Chapter 6 has a floor-shaking rumble as a volcanic hole in the ground shudders, and there are scary discrete hyena yelps in the rears that make us feel that we’re being pursued. Chapter 8 places another atmospheric volcanic eruption in the rears, setting the stage for Scar’s anthem “Be Prepared,” which carries a palette of evil-looking greens and reds in the best tradition of Disney animated menace. Chapter 13 has some fun squelchy sounds in the right main as Pumbaa happily sucks down a slug for supper – the Chapter also has a wonderfully economic rendition of Simba’s transition from cub to lion, done in a few quick cuts during the ultra-happy ode to taking it easy, “Hakuna Matata.” Chapter 19 has the voice of Robert Guillaume’s baboon shaman Rafiki jumping around discretely from speaker to speaker as the primate leaps around the frame, and there’s impressively blended African chanting in the rears during a journey montage in the same chapter.

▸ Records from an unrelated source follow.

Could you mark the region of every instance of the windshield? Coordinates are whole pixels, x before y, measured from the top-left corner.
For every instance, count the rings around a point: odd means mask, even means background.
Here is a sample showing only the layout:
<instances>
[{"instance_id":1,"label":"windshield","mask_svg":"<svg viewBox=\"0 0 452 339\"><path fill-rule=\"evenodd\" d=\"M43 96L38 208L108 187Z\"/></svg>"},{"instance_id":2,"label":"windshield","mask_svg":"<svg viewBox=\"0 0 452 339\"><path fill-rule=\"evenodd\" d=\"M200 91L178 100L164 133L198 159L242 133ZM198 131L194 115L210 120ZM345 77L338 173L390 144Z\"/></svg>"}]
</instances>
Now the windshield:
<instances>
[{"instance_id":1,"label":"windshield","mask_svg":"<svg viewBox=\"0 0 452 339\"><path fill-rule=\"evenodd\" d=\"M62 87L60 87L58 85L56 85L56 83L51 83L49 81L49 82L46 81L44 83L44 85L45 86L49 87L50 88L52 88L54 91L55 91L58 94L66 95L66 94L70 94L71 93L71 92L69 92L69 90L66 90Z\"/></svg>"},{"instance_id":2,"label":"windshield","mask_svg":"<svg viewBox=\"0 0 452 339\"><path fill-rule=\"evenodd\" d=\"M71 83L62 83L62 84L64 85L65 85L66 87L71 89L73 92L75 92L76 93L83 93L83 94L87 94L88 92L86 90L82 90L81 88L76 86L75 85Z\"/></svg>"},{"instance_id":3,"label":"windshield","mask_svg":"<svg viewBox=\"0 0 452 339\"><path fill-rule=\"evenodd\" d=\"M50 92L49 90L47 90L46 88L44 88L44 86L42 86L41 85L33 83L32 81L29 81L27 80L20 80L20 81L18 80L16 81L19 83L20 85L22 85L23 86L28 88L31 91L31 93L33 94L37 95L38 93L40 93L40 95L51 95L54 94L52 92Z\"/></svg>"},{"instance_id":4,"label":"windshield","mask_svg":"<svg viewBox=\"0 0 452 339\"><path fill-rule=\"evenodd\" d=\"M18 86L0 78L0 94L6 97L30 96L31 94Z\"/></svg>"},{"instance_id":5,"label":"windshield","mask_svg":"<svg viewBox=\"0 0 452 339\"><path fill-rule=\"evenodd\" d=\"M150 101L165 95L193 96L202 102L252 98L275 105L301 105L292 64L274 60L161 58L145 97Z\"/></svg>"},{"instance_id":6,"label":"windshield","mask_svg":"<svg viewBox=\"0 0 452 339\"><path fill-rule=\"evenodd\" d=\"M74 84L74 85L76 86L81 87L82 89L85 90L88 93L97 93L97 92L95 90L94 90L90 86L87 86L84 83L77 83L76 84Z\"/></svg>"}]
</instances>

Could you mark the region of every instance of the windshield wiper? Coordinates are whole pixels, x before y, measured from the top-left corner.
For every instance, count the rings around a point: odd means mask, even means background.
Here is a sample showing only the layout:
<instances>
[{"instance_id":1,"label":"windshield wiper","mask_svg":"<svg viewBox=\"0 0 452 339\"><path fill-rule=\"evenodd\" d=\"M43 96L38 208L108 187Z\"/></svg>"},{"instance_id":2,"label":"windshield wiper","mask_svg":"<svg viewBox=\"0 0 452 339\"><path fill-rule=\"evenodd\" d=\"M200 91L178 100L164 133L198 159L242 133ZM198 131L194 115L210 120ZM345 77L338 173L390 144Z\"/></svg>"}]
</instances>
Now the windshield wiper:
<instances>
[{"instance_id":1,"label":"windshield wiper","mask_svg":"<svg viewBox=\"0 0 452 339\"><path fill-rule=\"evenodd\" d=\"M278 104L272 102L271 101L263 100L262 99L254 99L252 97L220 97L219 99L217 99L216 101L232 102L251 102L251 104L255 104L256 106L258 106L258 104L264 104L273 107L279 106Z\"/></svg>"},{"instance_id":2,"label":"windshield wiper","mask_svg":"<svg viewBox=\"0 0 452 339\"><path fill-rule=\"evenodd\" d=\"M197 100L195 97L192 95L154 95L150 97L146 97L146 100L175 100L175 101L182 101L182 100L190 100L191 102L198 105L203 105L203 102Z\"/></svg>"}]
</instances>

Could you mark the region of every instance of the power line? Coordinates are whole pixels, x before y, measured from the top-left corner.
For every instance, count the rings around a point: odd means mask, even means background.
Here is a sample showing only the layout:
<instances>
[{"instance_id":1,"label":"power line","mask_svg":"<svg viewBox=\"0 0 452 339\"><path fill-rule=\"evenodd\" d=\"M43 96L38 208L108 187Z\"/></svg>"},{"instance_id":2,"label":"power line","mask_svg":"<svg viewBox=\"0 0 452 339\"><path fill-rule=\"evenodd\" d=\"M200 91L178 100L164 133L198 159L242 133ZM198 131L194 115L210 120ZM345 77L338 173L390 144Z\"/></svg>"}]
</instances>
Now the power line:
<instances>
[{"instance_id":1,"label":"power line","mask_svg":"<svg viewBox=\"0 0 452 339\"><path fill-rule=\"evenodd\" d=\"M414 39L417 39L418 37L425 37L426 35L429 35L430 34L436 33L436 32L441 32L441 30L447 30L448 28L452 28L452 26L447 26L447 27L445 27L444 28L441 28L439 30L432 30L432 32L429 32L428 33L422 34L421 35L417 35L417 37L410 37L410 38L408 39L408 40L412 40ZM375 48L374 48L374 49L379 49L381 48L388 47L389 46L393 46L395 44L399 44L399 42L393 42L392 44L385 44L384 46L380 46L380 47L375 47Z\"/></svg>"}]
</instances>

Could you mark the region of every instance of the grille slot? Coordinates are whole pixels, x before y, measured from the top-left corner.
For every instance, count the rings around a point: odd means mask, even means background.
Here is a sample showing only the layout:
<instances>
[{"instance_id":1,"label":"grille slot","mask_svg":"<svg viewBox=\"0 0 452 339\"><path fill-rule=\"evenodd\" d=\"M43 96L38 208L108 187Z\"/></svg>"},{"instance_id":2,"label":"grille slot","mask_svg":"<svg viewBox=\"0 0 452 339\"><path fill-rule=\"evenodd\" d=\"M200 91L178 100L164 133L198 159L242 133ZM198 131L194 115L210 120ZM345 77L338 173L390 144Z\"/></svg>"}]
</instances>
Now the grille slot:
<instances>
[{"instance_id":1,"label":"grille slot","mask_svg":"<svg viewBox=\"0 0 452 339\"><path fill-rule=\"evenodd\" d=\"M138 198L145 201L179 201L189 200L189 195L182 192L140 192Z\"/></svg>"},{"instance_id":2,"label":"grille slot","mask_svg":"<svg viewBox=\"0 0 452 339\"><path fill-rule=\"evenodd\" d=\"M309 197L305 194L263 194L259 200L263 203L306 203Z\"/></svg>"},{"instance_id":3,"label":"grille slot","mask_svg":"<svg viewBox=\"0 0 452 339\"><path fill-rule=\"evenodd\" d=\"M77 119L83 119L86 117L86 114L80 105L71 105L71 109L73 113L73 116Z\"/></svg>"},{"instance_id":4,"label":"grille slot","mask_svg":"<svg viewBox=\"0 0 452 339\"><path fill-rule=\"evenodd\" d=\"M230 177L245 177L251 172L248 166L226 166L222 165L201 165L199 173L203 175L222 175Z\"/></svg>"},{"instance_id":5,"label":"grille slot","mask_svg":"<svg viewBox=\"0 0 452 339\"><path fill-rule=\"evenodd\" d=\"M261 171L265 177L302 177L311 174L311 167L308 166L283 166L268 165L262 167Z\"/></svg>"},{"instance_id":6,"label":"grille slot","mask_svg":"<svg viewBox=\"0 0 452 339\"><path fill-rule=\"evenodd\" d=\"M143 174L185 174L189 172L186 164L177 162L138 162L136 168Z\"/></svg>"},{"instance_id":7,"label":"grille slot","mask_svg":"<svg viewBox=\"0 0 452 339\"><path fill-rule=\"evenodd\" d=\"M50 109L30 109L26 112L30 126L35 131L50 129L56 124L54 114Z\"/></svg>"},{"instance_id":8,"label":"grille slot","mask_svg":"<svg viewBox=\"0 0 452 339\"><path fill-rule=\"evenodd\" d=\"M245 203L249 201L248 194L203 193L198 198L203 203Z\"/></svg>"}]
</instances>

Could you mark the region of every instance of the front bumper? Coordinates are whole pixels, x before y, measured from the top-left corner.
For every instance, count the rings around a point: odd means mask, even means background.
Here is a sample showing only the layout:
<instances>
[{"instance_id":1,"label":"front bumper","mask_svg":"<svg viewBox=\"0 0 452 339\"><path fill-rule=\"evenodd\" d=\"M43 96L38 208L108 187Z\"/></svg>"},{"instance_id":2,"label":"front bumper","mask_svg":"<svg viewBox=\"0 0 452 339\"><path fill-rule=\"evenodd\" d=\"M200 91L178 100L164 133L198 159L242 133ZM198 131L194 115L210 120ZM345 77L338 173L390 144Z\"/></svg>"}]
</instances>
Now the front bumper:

The two-disc set is packed with a ton of extras (although, curiously, there’s no audio commentary track from directors Roger Allers and Robert Minkoff, though Allers is well-represented in on-camera interviews in the supplements). An especially interesting segment on Disc 2 deals with the stage musical, which showcases director/designer Julie Taymor’s creative way of allowing the actors to use their faces while still giving the impression of an animal aspect.
Any serious collector of animated film needs this DVD; any parent can hardly avoid it. Anyone who just loves good filmmaking will want “The Lion King,” for the simple reason that it is a splendid film, presented beautifully here.